Nicht jede Lyrik kann, und nicht jede Lyrik muss sich dem widersetzen, um Lyrik zu sein. Ein wichtiger und leider sehr vernachlässigter Lyrikbegriff liegt aber gerade darin, dass das lyrische Sprechen einen Versuch darstellt, sich der normalen Sprache zu widersetzen, die im Sinne Marcuses verstanden werden kann als Sprache, die durch die ökonomische Ratio strukturiert ist. Normale Sprache ist immer Mittel zum Zweck des Austausches von Information und ‚Faktenʻ. Darüber hinaus kann sie unterhalten oder rühren, dient also immer dem Zweck der Hervorrufung verschiedener ‚Emotionenʻ. Hierbei nimmt sie, wo schon keine Warenform, so zumindest eine zweckdienliche Form an. Die Sprache der rationalen Ökonomie hat die Tendenz, sämtliches, was sich ihr zu entziehen versucht, in „operationelle Begriffe oder Probleme“ zu übersetzen (ebd., 76). So entstehen Sprachgebilde, die manch einer Kapitalismuskritikerin als guter Rat verkauft werden: „Wenn du die Welt besser machen willst, werd doch Ärztin.“

Das Kunstschaffen oder -konsumieren ist eine Tätigkeit, die als Selbstzweck zumindest gedacht werden kann. So ein Selbstzweck findet sich sonst vor allem in der Natur, diesbezüglich sollte Kant recht behalten. Auch für Aufklärungskritiker wie Marcuse oder Adorno ist das Genießen von Natur einer der Momente, der sich der Logik der rationalen Ökonomie entziehen. Inzwischen gehört es immerhin zur Standard-Kapitalismuskritik, dass sich der Mensch die Natur fast vollständig zu ökonomischen Zwecken nutz- und ausbeutbar gemacht hat. Sogar die populärwissenschaftliche Erzählung der Biologie und der Evolutionstheorie operieren in dieser Logik, indem sie Naturphänomene wie Handlungen von Tieren unter lauter Einzel- oder sogar Allgemeinzwecke bringt. Berühmt ist zum Beispiel der angeblich alle Individuen durchdringende Zweck der „Erhaltung der Art“ – als dächte ein Feldhamster im Akt an seine Erben.

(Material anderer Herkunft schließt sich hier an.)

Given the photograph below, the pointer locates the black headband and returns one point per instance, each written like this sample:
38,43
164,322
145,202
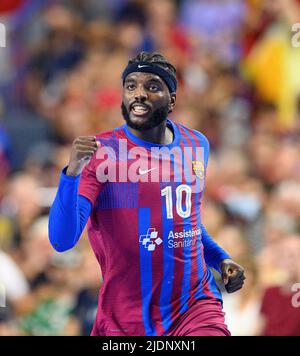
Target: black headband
147,67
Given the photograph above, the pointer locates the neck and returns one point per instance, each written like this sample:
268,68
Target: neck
160,134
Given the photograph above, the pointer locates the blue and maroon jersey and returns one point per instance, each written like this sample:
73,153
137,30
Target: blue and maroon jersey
145,230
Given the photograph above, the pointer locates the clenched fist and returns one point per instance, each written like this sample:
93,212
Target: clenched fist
83,149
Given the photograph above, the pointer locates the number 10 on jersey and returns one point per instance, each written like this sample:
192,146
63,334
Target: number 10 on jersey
181,211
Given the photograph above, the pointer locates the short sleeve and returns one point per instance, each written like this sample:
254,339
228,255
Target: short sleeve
89,185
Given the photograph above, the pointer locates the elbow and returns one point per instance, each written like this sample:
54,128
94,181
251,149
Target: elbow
60,248
59,244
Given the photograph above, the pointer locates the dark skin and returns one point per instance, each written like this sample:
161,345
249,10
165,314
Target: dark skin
147,91
150,90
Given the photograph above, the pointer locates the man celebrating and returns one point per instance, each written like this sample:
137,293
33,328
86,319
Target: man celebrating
141,194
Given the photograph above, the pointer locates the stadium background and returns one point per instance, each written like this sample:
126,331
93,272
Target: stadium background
239,84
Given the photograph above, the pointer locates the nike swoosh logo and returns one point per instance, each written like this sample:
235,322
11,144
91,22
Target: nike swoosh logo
141,171
139,66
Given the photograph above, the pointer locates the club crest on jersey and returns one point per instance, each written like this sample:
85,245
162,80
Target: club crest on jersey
198,169
150,240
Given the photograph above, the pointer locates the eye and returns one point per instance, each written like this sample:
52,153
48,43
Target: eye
130,87
153,87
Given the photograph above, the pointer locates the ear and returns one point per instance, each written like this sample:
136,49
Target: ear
172,102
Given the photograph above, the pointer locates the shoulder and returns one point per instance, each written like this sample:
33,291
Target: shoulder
195,134
112,134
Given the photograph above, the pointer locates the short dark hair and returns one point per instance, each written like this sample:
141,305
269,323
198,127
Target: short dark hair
156,58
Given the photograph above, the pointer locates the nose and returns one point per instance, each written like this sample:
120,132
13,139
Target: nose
140,94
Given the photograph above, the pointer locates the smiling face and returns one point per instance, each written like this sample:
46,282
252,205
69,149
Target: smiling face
146,100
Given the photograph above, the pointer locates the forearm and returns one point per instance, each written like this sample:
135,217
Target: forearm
68,214
213,253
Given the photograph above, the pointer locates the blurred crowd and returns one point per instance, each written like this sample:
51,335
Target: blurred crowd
239,84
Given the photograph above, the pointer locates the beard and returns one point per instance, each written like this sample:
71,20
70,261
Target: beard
158,116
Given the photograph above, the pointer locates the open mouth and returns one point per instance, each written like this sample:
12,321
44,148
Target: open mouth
140,110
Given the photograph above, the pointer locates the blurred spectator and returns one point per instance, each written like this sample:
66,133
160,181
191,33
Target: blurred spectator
242,309
238,84
281,317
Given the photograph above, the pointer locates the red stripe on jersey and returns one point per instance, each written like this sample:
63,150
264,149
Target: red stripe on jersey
205,285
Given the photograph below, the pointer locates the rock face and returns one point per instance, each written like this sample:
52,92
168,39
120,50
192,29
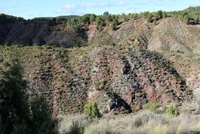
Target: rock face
120,78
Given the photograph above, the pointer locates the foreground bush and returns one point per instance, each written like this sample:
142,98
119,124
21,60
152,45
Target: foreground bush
17,114
143,122
92,110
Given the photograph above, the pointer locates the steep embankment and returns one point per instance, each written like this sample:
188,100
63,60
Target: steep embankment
120,79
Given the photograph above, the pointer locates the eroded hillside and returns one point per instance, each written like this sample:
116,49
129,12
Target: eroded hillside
120,79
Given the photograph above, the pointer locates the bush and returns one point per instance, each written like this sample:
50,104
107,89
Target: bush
92,110
172,110
76,128
151,106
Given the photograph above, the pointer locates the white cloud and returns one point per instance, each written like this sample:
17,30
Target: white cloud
129,11
121,4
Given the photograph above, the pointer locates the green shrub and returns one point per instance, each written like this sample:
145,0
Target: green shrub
76,128
92,110
151,106
172,110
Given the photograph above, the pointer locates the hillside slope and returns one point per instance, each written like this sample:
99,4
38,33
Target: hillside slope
119,79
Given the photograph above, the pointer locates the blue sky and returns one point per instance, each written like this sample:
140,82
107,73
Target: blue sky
50,8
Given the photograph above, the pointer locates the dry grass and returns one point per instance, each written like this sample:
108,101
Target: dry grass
143,122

Was Lyrik zur Lyrik macht, ist ihr Widerstand gegen zweckrationale Sprache. Im Sprechen widersetzt sie sich ihrer Reduktion auf die Vermittlung eindeutig nutzbarer Information. Ihre Kraft liegt gerade in ihrer Uneindeutigkeit und ihrer Performanz als uneindeutiges Sprechen. Diese etwa durch Biographistik aufzulösen, nimmt ihr jeden Sinn. Die biographistische Reduktion enthüllt lediglich den Wunsch danach, die Kunst ihrer Schärfe zu berauben, indem sie sie auf individualistische Bestrebungen herunterbricht. Wenn das Individuum und seine Eigenverantwortung die relevanteste Denkfigur einer Gesellschaft ist, dient dies der Verhinderung politischer Veränderung, d.h. dem Schutz der Herrschenden.

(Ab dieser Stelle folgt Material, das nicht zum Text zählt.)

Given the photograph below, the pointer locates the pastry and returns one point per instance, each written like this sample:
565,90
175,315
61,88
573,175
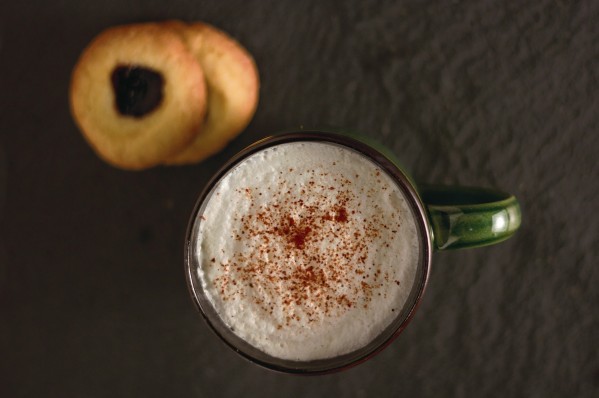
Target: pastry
232,88
138,95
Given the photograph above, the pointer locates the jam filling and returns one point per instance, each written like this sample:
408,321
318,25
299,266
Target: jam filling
138,90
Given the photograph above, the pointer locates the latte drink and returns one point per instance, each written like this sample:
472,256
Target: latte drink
307,250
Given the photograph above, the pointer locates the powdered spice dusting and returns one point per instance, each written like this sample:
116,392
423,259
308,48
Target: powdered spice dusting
303,248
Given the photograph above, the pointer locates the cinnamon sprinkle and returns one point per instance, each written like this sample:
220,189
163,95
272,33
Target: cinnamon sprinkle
306,250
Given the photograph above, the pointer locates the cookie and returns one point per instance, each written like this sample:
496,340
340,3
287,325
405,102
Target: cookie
232,87
138,95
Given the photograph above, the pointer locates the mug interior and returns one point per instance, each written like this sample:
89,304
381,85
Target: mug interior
318,366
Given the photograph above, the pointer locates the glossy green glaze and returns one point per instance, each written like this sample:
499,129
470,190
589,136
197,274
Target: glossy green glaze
469,217
460,217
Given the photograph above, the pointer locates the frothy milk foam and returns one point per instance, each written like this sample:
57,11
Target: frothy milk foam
307,250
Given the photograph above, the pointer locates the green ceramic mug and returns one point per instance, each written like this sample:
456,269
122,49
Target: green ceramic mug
268,286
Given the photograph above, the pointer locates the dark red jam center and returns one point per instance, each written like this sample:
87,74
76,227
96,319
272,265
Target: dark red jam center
137,90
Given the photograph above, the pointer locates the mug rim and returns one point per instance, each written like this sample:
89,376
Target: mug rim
420,218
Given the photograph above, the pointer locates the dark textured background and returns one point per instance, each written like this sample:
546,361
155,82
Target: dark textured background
93,301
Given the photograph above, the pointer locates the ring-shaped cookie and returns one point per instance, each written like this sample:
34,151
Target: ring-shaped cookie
133,140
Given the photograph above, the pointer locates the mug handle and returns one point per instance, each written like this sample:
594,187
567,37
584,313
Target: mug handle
463,217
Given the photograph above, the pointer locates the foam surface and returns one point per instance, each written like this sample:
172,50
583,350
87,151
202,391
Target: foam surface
307,250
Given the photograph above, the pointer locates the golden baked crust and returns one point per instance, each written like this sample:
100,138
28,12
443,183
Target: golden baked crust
138,142
232,87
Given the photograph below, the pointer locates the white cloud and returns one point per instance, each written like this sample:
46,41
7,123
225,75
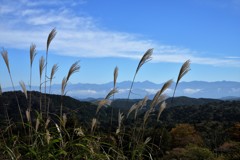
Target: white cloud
80,36
123,90
154,91
191,90
235,90
82,92
151,91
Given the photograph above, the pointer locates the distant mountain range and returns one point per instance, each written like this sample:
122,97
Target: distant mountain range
195,89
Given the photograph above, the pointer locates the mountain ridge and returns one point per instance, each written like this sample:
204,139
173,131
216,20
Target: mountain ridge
194,89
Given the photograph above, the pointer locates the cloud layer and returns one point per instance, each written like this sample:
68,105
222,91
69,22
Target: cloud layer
79,34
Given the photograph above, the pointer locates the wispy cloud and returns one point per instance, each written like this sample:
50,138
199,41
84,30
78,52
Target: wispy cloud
80,35
191,90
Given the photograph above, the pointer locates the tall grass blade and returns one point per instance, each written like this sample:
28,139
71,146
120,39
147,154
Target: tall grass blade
145,58
120,118
161,108
111,93
94,124
4,54
51,36
41,68
53,72
24,89
115,75
5,58
184,70
33,54
73,69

Lyrik hat die Möglichkeit, die Ordnung der Grammatik zu durchkreuzen, indem sie die Korrektur von „Fehlern“ verunmöglicht. Theoretisch kann jedes aktive Sprechen eine Neuverhandlung der Gesetze und Bedeutungen der Sprache sein, aber das lyrische Sprechen tut dies immerzu und bewusst. Es verhandelt die Sprach- und Denkgesetze durch den Akt des Geschrieben-, Gesprochen- oder Gelesenwerdens, kann also durch keine Interpretation oder Theorie ersetzt werden. Sie schafft ihren Gegenstand in absurd konkreter oder ängstigend abstrakter Weise immer wieder neu, und ohne das konkrete Gedicht existiert sein Gegenstand nicht. Sie zeigt nicht mit dem Finger auf etwas Sichtbares, das sie nicht schon neu konstruiert.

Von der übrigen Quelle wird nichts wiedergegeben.